Lakehouse with Pandas and Pyspark

Lakehouse is an experimental API built on top of Dagster's core abstractions that makes it easy to define computations in terms of the data assets that they produce. In the last example, we demonstrated how to use Lakehouse to transform data assets into a core Dagster pipeline. In this example, we'll be demonstrating how we can use Lakehouse to construct a Dagster pipeline with multiple compute options. Users unfamiliar with lakehouse should first view the first lakehouse tutorial here.

Different computable assets will often ingest data in different ways. Let's say we have a table of temperature samples collected in 5 minute increments, and we want to compute the high temperature for each day represented in the table.
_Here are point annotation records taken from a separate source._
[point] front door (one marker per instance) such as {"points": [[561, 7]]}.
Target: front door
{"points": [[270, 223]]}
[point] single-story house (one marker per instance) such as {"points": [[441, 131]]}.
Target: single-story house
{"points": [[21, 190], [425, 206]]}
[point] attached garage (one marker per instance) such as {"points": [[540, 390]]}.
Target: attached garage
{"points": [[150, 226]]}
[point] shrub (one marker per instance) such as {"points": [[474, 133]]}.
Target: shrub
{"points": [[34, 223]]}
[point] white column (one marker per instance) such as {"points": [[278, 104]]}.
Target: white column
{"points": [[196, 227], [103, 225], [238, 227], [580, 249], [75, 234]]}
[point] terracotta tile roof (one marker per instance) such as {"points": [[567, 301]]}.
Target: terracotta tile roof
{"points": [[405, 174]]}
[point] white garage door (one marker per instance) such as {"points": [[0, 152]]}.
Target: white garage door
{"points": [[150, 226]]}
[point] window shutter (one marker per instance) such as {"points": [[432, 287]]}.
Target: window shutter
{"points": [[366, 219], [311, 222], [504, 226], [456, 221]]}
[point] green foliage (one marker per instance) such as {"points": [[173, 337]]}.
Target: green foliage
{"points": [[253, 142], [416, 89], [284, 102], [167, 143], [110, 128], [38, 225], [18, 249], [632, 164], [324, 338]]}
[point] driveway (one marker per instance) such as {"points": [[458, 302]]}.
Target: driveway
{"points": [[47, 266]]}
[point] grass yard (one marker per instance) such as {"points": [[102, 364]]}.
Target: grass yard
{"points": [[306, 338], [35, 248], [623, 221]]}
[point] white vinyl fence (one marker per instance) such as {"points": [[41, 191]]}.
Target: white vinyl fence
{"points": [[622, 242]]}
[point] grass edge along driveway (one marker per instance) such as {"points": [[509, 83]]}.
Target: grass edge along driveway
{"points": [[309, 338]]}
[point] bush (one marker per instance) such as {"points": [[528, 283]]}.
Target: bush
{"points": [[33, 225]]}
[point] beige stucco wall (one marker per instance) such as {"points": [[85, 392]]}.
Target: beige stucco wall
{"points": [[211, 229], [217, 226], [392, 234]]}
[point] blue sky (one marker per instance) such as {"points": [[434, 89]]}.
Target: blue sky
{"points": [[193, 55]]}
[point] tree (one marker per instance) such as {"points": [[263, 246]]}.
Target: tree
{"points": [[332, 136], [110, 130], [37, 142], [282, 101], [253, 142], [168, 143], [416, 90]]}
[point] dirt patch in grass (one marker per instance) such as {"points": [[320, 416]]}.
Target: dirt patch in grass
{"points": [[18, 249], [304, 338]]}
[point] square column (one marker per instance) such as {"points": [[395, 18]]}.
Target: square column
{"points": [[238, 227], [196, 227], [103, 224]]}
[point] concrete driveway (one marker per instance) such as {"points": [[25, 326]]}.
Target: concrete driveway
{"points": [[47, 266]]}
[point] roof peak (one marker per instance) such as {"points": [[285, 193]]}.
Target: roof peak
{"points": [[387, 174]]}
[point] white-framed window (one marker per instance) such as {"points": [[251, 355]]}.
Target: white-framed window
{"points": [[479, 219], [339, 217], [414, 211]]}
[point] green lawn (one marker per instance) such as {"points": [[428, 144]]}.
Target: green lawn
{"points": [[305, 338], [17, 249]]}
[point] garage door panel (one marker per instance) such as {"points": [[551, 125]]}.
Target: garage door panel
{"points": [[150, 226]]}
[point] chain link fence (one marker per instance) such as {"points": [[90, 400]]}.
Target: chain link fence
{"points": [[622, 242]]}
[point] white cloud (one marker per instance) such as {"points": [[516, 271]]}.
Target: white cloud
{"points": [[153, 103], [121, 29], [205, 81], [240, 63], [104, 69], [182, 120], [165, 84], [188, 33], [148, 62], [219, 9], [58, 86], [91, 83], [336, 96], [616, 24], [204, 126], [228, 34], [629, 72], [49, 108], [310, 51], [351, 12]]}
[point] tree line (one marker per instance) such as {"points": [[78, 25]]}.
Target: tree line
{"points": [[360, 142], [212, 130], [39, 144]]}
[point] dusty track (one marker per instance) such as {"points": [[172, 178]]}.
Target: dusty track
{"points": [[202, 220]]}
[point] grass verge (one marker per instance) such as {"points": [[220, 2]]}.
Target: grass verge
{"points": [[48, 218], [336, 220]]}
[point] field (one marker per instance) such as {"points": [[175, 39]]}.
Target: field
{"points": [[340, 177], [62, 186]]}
In addition, we want to compute the difference between the high temperature of consecutive days. This pipeline will ingest a csv file as a pandas dataframe, and outputted the computed high temperatures again as a csv file. Then, we want to ingest the computed high temperatures as a Spark Dataframe, and then output the differences back to csv files. First, we would need to utilize a storage mechanism that is digestible by Spark. In this case, that means representing tables as directories of csv files as opposed to a single csv file. From these directories of csv files, we must be able to compute both pandas dataframes and spark dataframes. How do we utilize both the pandas conversion and the spark conversion?

Luckily, Lakehouse provides a way to compose different types of storage. To see how, let's first define our storage for converting between a folder of csv files and pandas dataframe.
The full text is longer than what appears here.